Rupert Murdoch’s job doesn’t depend on the performance of his companies share prices, unlike a CEO of a non-family controlled listed business

Here’s some reasons why investing in family business indices might not be such a good idea. Family businesses, even when they are listed, will follow their own set of performance benchmarks that might have little to do with the performance of their stock price. Rupert Murdoch, the CEO and chairman of News Corp and 21st Century Fox, no doubt looks at the share prices of the two companies he owns with his family, but probably not as often as a CEO of a non-family listed business. That’s because his job doesn’t depend on his share price, unlike the boss of a non-family listed CEO.

Other performance criteria are likely to be more important to listed family businesses, like the longevity of the business to ensure a family succession and its relations with other stakeholders. Consequently, the efficiency of its share price, in some cases, might be third, or fourth on the list of importance when it comes down to the success of the business in the eyes of the family.

Also, the listed bit of family business is likely to be a small part of the total equity of the business, and when it’s larger, the family may still have the final say on big decisions through controlling voting class shares. So concerns for minority shareholders in most cases will be minimal at family-controlled businesses.

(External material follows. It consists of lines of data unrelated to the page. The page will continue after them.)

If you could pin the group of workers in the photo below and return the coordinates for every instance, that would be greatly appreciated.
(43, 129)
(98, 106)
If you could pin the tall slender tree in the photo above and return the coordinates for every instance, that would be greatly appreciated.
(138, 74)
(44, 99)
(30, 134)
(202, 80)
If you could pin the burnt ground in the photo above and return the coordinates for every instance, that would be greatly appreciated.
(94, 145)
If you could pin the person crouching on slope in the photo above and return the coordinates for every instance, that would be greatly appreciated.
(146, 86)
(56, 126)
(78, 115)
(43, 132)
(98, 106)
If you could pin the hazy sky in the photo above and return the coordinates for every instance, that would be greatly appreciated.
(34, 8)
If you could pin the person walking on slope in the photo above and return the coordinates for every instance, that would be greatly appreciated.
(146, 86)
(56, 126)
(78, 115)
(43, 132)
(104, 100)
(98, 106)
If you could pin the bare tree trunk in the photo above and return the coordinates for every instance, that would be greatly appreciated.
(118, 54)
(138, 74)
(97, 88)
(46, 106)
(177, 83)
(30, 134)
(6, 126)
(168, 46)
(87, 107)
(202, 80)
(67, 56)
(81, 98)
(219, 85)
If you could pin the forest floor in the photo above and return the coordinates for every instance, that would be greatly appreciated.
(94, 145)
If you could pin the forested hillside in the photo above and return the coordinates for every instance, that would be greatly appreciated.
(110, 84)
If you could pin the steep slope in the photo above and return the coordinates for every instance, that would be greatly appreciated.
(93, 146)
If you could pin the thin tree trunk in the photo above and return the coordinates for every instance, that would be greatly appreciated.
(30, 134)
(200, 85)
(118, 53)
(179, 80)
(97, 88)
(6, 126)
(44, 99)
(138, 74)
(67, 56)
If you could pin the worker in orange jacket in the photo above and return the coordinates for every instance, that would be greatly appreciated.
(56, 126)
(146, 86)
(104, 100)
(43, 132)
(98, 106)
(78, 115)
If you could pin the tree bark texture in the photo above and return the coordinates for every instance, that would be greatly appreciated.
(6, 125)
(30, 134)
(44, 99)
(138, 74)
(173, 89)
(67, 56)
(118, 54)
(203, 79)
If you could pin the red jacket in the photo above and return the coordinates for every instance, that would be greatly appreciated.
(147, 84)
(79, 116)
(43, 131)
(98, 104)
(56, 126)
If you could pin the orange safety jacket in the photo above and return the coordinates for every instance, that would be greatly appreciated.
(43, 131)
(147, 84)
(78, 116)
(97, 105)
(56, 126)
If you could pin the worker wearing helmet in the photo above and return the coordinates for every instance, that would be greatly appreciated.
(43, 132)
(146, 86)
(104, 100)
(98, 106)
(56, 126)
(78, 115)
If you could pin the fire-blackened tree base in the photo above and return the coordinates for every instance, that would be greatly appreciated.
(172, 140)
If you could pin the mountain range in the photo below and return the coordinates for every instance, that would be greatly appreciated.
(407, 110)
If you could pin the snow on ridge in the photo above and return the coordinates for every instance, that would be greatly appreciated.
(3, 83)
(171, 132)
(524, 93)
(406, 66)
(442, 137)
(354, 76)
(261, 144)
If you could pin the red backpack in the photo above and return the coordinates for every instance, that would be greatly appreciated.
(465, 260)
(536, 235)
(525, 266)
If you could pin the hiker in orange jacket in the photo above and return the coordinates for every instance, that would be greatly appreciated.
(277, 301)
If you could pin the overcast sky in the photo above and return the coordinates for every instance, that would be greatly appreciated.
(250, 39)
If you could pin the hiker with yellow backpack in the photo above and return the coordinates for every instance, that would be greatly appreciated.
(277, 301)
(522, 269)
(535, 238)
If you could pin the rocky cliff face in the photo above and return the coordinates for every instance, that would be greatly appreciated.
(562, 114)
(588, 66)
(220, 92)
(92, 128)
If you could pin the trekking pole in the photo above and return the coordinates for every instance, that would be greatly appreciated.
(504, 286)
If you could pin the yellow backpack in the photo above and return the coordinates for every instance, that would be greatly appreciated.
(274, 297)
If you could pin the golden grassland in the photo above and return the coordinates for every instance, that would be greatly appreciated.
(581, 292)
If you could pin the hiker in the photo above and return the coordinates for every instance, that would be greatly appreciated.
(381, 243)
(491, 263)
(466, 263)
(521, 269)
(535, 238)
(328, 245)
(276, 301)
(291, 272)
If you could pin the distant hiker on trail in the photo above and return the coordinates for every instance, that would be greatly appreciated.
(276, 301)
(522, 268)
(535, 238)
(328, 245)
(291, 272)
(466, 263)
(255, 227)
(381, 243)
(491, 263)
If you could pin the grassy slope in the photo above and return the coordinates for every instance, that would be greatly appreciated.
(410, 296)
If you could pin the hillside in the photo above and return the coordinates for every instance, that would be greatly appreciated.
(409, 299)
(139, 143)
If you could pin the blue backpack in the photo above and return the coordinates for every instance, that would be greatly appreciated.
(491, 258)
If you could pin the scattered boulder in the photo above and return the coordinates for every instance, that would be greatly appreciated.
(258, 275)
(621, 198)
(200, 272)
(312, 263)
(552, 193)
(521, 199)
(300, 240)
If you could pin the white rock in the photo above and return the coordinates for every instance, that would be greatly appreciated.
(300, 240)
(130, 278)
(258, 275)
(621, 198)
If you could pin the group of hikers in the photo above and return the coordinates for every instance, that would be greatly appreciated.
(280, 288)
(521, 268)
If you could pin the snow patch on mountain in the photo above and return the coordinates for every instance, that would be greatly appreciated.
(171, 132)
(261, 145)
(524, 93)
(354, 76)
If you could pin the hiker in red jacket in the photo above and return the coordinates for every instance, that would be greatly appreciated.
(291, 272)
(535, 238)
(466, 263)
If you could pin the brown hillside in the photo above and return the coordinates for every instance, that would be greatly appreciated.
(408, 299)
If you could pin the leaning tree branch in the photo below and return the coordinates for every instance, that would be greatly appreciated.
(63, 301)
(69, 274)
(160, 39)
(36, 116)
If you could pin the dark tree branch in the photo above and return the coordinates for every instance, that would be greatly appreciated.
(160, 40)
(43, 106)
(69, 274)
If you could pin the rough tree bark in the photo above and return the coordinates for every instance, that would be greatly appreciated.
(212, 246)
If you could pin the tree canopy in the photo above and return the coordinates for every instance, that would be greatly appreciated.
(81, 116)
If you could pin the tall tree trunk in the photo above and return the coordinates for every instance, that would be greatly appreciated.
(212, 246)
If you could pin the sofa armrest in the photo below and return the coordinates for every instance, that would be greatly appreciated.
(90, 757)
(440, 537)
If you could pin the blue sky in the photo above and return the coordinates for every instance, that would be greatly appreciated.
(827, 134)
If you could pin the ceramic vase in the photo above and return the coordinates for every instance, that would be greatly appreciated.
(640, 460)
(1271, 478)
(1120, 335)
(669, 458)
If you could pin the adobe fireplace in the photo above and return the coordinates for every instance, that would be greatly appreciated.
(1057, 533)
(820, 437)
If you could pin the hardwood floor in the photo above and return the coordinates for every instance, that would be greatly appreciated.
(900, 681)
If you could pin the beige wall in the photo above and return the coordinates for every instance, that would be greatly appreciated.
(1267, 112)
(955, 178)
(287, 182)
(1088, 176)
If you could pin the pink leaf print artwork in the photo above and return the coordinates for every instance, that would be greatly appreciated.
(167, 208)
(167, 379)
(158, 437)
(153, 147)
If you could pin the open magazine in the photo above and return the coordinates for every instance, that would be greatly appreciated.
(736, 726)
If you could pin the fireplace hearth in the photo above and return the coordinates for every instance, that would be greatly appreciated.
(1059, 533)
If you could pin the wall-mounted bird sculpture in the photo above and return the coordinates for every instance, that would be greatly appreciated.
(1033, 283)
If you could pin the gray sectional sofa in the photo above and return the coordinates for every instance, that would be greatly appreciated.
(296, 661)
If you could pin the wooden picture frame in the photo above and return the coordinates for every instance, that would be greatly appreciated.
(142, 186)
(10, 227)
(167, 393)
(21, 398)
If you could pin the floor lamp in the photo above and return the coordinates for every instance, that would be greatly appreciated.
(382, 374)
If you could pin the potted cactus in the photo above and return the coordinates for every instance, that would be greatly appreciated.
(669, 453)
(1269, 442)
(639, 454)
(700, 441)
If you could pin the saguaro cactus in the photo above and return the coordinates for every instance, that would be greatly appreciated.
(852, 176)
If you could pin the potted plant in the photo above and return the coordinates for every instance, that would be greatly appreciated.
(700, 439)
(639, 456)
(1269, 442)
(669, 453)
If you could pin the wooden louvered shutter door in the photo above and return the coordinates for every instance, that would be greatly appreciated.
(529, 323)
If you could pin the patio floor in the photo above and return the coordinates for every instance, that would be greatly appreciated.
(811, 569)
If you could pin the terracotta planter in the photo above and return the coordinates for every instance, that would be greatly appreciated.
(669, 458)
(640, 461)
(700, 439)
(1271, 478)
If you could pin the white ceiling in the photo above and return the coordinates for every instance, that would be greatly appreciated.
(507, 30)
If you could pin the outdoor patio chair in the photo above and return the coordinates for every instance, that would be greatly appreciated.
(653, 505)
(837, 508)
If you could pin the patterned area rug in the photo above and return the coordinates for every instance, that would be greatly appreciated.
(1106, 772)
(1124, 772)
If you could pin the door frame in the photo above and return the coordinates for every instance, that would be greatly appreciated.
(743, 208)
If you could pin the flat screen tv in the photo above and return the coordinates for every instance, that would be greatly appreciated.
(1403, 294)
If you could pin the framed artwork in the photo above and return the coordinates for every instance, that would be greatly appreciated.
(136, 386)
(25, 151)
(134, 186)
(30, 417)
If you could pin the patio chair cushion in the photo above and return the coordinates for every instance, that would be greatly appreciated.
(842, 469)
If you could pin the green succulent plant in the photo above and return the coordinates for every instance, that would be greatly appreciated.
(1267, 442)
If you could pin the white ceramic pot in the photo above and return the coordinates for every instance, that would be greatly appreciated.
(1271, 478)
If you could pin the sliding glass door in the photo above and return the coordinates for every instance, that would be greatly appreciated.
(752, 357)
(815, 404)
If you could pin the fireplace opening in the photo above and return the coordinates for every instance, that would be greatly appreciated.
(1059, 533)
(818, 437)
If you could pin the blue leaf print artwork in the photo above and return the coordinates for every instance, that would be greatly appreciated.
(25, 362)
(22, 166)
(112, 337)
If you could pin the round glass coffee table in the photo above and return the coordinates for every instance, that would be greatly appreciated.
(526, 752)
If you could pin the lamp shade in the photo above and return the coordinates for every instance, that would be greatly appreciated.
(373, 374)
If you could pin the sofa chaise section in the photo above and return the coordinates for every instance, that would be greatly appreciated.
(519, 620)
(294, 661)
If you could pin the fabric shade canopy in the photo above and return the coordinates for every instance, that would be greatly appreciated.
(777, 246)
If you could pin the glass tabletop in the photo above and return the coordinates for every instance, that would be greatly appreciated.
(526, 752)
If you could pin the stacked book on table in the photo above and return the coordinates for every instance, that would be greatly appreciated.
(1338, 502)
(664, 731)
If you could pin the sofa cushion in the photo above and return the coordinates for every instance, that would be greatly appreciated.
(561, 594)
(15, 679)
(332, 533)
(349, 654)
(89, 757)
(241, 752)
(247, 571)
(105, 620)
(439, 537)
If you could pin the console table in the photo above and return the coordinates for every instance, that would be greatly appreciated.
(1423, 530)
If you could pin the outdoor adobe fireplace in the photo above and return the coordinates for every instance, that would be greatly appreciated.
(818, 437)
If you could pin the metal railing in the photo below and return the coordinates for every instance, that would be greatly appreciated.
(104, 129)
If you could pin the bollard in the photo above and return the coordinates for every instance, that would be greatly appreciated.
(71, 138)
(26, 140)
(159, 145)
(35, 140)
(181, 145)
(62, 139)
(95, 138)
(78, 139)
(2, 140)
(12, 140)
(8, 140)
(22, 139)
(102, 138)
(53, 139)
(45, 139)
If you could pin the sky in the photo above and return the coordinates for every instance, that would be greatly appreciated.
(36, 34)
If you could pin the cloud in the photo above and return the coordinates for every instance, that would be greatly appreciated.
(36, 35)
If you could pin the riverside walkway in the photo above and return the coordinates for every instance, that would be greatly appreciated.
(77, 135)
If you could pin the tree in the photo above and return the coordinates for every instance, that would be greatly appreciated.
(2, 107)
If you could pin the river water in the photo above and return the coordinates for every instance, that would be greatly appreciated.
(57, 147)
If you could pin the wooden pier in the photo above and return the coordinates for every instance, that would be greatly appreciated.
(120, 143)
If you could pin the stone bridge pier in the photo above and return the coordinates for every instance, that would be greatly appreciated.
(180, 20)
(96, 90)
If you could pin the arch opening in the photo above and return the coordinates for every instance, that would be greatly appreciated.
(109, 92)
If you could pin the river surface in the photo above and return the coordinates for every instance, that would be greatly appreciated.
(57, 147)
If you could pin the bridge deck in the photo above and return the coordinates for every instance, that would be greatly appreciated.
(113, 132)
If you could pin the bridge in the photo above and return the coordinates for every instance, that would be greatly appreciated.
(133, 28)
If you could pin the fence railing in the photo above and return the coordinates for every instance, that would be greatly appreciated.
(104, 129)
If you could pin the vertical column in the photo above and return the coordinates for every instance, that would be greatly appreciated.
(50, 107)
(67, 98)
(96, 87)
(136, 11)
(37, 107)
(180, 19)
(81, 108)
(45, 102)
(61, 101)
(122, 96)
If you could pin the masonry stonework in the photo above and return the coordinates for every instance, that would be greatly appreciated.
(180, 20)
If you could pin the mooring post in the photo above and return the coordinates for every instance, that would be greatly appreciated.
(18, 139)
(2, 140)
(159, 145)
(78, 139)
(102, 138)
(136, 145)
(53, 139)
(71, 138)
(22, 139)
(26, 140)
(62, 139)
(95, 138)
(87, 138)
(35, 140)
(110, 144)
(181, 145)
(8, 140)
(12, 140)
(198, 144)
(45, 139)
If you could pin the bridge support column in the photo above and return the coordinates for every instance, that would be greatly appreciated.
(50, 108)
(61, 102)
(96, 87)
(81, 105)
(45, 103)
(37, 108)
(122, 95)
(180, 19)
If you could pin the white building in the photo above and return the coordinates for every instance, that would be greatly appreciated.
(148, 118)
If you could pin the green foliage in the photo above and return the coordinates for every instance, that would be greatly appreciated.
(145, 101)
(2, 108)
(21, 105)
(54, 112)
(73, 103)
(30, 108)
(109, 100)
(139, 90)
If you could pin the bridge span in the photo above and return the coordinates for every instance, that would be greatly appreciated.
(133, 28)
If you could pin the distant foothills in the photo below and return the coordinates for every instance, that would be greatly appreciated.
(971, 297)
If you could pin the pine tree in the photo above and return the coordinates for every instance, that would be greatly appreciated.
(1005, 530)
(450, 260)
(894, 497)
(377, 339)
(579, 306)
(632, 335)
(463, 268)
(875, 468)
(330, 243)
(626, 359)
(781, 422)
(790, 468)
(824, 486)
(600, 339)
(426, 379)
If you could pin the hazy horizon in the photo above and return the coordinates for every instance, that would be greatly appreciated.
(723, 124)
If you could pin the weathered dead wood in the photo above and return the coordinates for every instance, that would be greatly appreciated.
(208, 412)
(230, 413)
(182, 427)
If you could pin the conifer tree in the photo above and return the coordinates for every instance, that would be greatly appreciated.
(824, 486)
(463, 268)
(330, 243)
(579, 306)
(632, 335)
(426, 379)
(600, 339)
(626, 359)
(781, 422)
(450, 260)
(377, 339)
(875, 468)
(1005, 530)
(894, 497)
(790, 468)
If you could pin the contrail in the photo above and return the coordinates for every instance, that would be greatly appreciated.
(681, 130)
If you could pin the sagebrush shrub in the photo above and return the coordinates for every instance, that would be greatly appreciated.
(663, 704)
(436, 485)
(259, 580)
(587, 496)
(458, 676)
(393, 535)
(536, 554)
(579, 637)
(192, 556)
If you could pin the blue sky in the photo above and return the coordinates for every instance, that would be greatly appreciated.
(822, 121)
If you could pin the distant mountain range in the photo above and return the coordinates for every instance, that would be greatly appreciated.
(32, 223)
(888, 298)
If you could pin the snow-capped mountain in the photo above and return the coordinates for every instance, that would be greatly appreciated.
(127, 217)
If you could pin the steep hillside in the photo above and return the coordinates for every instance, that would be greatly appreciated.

If investors still want to buy into family business performance, buying an index linked to the S&P 500, where 40% of the companies that comprise the index are family owned, might be a better way. And because not all the constituent parts of the index aren’t family owned, it better diversifies risk for investors. Likewise, the main French, the CAC40, and German, DAX, stock market index, where family businesses dominate, might also be a useful proxy index to invest in with strong family business involvement.

Perhaps the best way to access the performance of family businesses, if money’s no object, is to invest in them directly. As Family Capital mentioned last week, family businesses appear to be more willing to sell equity in their businesses than ever before. But you’ll still be a minority shareholder, even with a seat on the board.